Generating Sample Files for Data Preparation


Citi Bike provides data monthly as zipped comma-separated values (.csv) files that contain the following data values:

  • Trip Duration (seconds) 
  • Start Time and Date
  • Stop Time and Date
  • Start Station Name
  • End Station Name
  • Station ID
  • Station Latitude/Longitude
  • Bike ID
  • User Type (Customer = 24-hour pass or 3-day pass user. Subscriber = Annual Member.)
  • Gender (Zero=unknown; 1=male; 2=female)
  • Year of Birth 

To download a ridership file;

  1. Go to http://www.citibikenyc.com/system-data.
  2. Click the link that says Download Citi Bike trip history data.
  3. Click 201907-citibike-tripdata.csv.zip to download the file.

As part of the data preparation, this data will be augmented to have:

  • Trip duration in minutes.
  • Age in years.
  • Alphanumeric gender values.
  • Additional date components.
  • Start Station Zip Code, City and County.
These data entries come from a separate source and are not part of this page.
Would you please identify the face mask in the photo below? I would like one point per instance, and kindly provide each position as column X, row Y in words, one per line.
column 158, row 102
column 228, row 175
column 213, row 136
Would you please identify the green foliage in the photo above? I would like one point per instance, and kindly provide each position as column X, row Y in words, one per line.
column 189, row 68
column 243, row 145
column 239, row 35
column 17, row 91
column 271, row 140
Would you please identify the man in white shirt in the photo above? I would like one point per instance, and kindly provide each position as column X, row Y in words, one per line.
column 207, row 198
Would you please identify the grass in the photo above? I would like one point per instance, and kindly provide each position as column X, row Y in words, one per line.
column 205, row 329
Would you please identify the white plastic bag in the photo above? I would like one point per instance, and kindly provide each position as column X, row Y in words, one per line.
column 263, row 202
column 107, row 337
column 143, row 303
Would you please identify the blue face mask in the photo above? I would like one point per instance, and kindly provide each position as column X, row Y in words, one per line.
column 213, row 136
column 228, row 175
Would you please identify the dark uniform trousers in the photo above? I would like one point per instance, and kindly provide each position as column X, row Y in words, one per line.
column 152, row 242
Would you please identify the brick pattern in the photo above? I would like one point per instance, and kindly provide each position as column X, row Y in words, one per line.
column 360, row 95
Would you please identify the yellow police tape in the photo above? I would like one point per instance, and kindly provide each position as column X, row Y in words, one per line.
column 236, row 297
Depending on which zip file you download, your results may vary from ones in this topic, which uses the data from July, 2019.

Once you have downloaded a file, you can upload it to the server.

A supplementary file was created that has station zip codes and counties (station_zip.csv). You can download this file from http://techsupport.informationbuilders.com/public/station_zip.csv after which you can upload it to the server.